QualifizierungWie Mitarbeiter Fremdsprachen lernen

Wie kann die Sprachkompetenz der Beschäftigten erweitert werden, um besser mit internationalen Kunden zu kommunizieren? Mit ausreichend Freiraum, geeigneten Lernformen und Anreizen lernen Mitarbeitende Fremdsprachen leichter.
Von Michael Blazek

Weiterbildung und Qualifizierung für Mitarbeiterinnen und Mitarbeiter stehen hoch im Kurs, sind ein geschätzter Anreiz und tragen zur Mitarbeiterbindung bei. Besonders wichtig dabei ist, dass man Gelerntes direkt im Job anwenden kann. Digitale Sprachkurse zählen zu den beliebtesten Weiterbildungsangeboten – egal in welcher Branche man tätig ist. Wie kann die Sprachkompetenz der Belegschaft erweitert werden, um besser mit internationalen Kunden zu kommunizieren?

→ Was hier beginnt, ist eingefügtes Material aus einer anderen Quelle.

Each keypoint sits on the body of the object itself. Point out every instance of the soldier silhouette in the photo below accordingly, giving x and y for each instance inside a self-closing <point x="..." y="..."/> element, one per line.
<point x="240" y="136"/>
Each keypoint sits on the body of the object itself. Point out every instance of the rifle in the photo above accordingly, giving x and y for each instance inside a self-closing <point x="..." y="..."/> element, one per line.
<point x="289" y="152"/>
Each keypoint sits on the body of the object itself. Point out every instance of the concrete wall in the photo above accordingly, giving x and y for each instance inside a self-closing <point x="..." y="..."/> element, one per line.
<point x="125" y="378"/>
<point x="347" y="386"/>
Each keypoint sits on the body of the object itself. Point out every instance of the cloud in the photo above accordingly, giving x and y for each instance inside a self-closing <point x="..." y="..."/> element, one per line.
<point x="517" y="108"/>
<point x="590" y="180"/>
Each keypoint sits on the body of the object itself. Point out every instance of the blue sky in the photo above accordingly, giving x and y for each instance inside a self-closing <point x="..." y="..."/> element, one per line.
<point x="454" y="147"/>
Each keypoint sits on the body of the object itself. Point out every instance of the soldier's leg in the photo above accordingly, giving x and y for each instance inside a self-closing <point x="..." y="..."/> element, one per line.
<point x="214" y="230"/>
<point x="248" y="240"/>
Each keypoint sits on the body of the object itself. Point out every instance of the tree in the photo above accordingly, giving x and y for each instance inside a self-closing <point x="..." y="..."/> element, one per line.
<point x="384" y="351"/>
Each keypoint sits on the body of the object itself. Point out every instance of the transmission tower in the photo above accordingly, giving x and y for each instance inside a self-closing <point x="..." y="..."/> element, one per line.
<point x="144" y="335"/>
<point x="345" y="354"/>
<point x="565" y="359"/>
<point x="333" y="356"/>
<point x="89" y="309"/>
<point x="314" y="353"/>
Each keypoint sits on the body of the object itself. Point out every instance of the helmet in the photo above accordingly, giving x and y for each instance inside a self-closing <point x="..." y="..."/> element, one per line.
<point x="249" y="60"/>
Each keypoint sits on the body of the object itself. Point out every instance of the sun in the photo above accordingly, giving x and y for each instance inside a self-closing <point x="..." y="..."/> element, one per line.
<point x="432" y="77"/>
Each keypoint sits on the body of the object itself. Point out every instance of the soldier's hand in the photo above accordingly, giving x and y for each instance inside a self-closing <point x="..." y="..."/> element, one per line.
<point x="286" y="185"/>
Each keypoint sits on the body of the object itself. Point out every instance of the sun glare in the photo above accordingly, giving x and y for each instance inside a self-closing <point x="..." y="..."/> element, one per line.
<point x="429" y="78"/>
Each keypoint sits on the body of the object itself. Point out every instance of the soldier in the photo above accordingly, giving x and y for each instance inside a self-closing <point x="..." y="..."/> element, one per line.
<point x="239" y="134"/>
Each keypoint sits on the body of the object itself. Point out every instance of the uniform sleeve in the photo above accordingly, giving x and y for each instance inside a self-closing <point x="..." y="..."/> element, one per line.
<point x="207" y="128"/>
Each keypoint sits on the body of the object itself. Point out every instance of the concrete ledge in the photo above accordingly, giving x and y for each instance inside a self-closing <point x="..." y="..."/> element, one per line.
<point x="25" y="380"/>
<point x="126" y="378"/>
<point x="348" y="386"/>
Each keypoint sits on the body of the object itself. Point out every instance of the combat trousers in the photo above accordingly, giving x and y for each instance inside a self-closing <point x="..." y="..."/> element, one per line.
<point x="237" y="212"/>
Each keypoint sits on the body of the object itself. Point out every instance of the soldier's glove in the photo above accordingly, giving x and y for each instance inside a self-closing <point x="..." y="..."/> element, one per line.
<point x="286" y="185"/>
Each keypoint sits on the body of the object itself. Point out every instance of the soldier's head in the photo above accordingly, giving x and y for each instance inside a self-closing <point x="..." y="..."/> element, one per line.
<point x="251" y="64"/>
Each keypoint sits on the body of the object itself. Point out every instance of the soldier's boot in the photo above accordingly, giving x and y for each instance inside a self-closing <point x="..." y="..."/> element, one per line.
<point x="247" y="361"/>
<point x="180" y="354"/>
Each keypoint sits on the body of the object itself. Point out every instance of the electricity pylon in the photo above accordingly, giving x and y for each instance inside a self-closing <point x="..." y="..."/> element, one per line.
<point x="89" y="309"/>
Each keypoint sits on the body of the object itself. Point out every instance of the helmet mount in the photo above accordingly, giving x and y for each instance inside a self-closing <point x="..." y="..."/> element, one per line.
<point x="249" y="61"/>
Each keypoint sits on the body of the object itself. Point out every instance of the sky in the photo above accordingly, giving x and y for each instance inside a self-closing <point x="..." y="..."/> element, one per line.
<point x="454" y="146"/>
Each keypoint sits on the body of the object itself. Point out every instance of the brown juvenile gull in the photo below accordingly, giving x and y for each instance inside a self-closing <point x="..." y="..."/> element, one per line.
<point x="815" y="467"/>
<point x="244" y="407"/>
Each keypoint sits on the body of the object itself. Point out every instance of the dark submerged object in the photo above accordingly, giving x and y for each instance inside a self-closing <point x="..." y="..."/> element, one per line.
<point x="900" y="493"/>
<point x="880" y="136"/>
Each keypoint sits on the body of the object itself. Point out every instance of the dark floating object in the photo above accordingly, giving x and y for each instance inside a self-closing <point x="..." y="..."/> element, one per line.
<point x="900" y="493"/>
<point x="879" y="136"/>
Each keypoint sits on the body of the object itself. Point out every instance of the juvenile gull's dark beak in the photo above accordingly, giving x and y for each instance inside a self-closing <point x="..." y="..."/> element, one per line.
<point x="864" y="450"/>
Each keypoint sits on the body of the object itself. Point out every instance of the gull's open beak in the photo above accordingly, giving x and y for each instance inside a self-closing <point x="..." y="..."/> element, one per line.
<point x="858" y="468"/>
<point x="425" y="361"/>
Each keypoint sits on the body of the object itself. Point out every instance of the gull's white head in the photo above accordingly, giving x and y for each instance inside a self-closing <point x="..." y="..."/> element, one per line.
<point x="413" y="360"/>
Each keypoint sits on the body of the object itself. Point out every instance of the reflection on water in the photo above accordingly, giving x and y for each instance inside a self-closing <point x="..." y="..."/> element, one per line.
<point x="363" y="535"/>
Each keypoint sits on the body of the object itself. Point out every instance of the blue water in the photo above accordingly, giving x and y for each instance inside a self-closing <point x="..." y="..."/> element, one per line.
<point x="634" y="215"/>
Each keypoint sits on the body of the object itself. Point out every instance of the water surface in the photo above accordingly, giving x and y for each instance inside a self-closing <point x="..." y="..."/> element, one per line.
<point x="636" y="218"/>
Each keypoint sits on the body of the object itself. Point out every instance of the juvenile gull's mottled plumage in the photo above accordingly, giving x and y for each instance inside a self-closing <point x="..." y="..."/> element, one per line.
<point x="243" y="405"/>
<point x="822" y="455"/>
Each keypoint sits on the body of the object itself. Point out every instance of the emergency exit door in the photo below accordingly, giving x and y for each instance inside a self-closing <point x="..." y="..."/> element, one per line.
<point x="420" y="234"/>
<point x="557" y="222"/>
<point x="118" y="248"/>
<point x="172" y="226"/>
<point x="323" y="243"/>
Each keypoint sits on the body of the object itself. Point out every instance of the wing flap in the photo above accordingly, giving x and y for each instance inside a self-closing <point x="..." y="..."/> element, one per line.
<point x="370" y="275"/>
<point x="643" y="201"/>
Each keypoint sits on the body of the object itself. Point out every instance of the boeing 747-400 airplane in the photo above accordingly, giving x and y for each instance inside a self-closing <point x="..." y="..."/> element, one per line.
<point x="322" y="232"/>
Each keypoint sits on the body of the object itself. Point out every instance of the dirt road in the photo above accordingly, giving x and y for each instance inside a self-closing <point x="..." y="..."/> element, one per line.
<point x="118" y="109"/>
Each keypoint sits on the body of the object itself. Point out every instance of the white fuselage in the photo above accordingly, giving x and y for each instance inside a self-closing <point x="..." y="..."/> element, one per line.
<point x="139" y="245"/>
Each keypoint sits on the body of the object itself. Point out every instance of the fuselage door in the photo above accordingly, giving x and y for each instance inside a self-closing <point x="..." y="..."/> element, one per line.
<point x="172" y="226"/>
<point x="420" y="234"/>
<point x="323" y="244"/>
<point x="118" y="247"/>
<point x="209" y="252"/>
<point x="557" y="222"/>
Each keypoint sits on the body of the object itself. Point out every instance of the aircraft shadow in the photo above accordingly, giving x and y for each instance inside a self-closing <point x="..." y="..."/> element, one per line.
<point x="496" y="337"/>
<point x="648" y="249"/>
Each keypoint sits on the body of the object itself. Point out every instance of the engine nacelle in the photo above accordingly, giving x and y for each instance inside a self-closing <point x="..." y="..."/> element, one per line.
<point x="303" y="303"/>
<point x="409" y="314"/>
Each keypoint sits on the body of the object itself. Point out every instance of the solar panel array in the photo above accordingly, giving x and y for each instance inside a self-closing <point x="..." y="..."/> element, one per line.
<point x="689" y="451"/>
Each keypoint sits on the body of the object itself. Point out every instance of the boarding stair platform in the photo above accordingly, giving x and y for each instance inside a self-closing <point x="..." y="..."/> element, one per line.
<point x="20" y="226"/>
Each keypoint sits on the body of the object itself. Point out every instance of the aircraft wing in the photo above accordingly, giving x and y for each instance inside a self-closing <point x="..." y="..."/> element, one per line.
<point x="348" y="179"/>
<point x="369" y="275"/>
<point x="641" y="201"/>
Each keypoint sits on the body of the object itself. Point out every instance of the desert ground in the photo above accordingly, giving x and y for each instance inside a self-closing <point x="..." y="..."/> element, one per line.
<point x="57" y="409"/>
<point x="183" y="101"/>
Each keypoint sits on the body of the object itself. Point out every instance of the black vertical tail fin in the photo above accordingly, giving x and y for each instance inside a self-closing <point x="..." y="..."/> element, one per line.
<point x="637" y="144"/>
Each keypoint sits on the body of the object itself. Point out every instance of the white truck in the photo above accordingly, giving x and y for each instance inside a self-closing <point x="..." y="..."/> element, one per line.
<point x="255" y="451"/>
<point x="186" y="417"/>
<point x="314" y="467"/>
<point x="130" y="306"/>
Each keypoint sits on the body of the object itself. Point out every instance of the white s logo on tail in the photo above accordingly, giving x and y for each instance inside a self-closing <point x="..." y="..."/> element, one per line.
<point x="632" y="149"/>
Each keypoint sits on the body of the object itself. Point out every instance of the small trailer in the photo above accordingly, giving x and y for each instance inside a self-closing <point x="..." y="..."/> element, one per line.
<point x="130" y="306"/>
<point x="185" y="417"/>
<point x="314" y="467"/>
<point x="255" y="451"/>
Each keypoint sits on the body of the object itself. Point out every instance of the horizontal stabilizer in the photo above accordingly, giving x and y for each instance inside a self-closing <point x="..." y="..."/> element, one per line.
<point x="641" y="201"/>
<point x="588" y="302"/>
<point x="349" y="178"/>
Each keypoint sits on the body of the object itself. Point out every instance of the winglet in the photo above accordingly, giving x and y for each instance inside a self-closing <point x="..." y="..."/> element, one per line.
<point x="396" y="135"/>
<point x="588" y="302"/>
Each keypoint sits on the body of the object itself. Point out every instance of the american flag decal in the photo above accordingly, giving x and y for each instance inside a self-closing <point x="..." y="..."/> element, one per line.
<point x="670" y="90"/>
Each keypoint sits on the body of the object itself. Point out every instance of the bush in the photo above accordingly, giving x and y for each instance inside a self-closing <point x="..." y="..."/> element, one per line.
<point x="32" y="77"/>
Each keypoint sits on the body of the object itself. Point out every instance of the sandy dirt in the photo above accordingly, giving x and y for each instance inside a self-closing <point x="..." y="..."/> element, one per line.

Kommunikation und Sprachkompetenz sind in allen Funktionsbereichen wichtig

Viele Unternehmensbereiche zeichnen sich durch den engen Kontakt zu Kunden aus. Kundenkommunikation – auch in einer Fremdsprache – gehört zum Berufsalltag. Denn viele Unternehmen sind global aktiv. Studien zeigen, dass 75 Prozent aller Menschen Produkte wahrscheinlicher kaufen, wenn ihnen diese in der jeweiligen Muttersprache angeboten werden.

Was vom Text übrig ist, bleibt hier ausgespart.